Canadian pediatricians tell parents: it’s normal for your kid to switch genders every day
The Canadian Paediatric Society (CPS) has released a new set of guidelines for discussing transgenderism with children, encouraging parents to accept and reinforce their kids’ gender confusion.
“More and more, parents are asking us when and how gender identity typically develops in children, what is considered typical behaviour, and what they should expect at certain ages,” CPS president Dr Mike Dickinson said. “Paediatricians are well-positioned to answer these questions and help parents promote healthy gender development in their children.”
He explained that the guidelines were originally conceived as a “primer for our members,” but written as “something that might be helpful to the public at large,” to direct both parents and paediatricians on how to discuss transgenderism with children.
The guidelines tell parents it is “normal and healthy” for children as young as two to “assume other gender identities at different times (sometimes even in the same day).”
“Because some children’s gender identification may change, especially around puberty, families are encouraged to keep options open for their child,” the guidelines state.
The document defines “gender identity” as “who you know yourself to be,” and states as a scientific fact that “gender exists on a spectrum.” It also describes gender dysphoria as discomfort caused by the difference between “assigned” (biological) sex and one’s “true” gender.
The World Health Organization and the American Psychological Association still classify gender dysphoria as a mental disorder, though the former is expected to cede to political pressure and drop that label sometime this year.

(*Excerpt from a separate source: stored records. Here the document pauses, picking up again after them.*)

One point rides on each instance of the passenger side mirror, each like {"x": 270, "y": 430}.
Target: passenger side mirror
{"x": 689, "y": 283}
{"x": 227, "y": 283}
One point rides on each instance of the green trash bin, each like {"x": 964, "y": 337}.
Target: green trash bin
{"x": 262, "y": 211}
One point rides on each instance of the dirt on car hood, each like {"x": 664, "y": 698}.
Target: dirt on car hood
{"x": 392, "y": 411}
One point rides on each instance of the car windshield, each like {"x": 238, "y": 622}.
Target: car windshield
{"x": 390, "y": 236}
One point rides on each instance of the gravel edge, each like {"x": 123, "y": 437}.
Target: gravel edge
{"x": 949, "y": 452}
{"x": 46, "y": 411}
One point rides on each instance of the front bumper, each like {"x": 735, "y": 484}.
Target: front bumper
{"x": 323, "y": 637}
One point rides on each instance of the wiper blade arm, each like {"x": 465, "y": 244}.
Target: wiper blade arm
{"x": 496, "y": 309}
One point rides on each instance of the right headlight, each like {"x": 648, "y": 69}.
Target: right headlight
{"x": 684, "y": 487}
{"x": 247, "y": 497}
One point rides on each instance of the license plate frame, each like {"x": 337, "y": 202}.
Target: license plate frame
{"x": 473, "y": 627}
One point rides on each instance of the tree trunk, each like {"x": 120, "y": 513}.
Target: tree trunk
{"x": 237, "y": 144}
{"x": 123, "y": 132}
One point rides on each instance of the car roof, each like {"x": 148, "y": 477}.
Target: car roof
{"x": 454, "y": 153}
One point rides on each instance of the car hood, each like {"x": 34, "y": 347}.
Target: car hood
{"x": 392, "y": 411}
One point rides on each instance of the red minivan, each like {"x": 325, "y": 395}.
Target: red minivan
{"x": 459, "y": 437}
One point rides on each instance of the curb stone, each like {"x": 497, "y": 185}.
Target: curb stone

The guidelines advise parents to allow their children to express “transgender or gender-creative” tendencies, such as by letting little boys wear dresses.
The guidelines suggest parents seek out “opportunities to show your child that transgender and gender-diverse people exist.”
They even imply that parents who “have a hard time accepting that their child’s gender identity is different than their assigned sex at birth” should seek out “additional help” to resolve their own “difficulties,” rather than resolving their children’s gender confusion.
The bottom of the page includes a list of recommended further resources, such as the radically pro-LGBT groups Gender Creative Kids Canada, Gender Spectrum, and Canadian Parents of Trans & Gender Diverse Kids.
Pro-homosexual activists see these new guidelines as an invaluable aid for promoting their agenda and ideology.
“To have (a profession) like paediatricians who are coming out with a statement, I think it’s very helpful,” Gender Creative Kids co-founder and vice president Annie Pullen Sansfacon told Global News.
Despite the medical professions’ growing insistence that giving young children hormone blockers and later cross-sex hormones are “healthy,” a few doctors are bucking that trend.
American College of Pediatricians president Dr Michelle Cretella warns that “cooperating with a child's fantasy or delusion of being trapped in the wrong body temporarily mutes the impact of significant underlying emotional and psychological problems that are ultimately causing the gender dysphoria in the first place.”
The vast majority of children displaying gender confusion outgrow it on their own. A variety of medical evidence suggests that interrupting this natural progression with signals that kids should continue identifying with the wrong sex risks significant mental and emotional problems that would not otherwise develop.
A report last year out of the University of Cambridge found that 96 percent of transgendered Scottish students attempted self-harm and 40 percent attempted suicide.
Forty percent of transgender Americans have attempted suicide, as well, according to the National Center for Transgender Equality (NCTE). According to a 2011 Swedish study, “transgender” people remain 19 times more likely to commit suicide than the general population, even after sex “reassignment” surgery.